Trollslayer was awesome, it gave a nice glimpse of the warhammer world for me.
Nice short and bloody stories


----------



## xiawujing (Mar 2, 2009)

I have to vote for Daemonslayer.

And I have to disagree with Drax. At this point in their travels, Gotrek and Felix are pretty much second only to the "legends of old". They have limitations to be sure, but they are really powerful at this point. (however I'll read the next omnibus to see what you mean. I've only completed the first 2 omnibuses, so I may be wrong)


----------



## Gameguru (Apr 13, 2008)

Daemonslayer is the best IMO mostly beacuse the travel through the wastes is very interesting


----------



## cranvill (Jul 20, 2008)

i havent read anything after giant slayer i must say but my favourate would have to be demon slayer hotley followed by beast slayer i love the fackt that they are getting known all over the world as hero's by both the forces of good and bad.

i must also say that my worst choice would be vampire slayer i found the whole book quite boring and dwan out.


----------



## FatBoyFat (Feb 23, 2009)

I don't know, I really felt they petered out around vampire slayer, not read orcslayer, started manslayer and really couldn't get into the grove. didn't like the fact that it kinda went skave, troll, dragons! deamons! manslayer.. wtf?! what was the next one? granny slayer? small unarmed child slayer? almost as bad I guess, effeminate pansy elf slayer, buuut anyway. 

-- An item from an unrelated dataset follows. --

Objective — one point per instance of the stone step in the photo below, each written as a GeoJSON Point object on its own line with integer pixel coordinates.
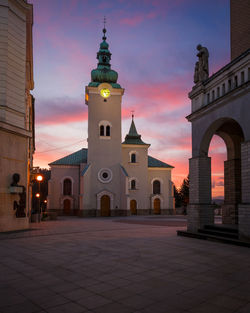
{"type": "Point", "coordinates": [223, 228]}
{"type": "Point", "coordinates": [213, 238]}
{"type": "Point", "coordinates": [220, 233]}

I did love the first few books, its not Nathan Longs writhing style I don't like, as I loved the stories of.. the guys who were criminals but had to do the stuff or there would die from a mages curse, I can't remember what its name is, was hoping it would jog my memory, but failed.. er anyway, I'll just shut up now


----------



## NoiseMarine (Jun 8, 2008)

FatBoyFat said:


> I did love the first few books, its not Nathan Longs writhing style I don't like, as I loved the stories of.. the guys who were criminals but had to do the stuff or there would die from a mages curse, I can't remember what its name is, was hoping it would jog my memory, but failed.. er anyway, I'll just shut up now


BlackHearts

Also there's a tie between my two favs, SkavenSlayer and DaemonSlayer. Those two followed very closely by TrollSlayer and BeastSlayer


----------



## hawkes (Apr 13, 2009)

best slayer i will never forget the bit where malakai droped all the alchemy fire on the beatsmen armyk:


----------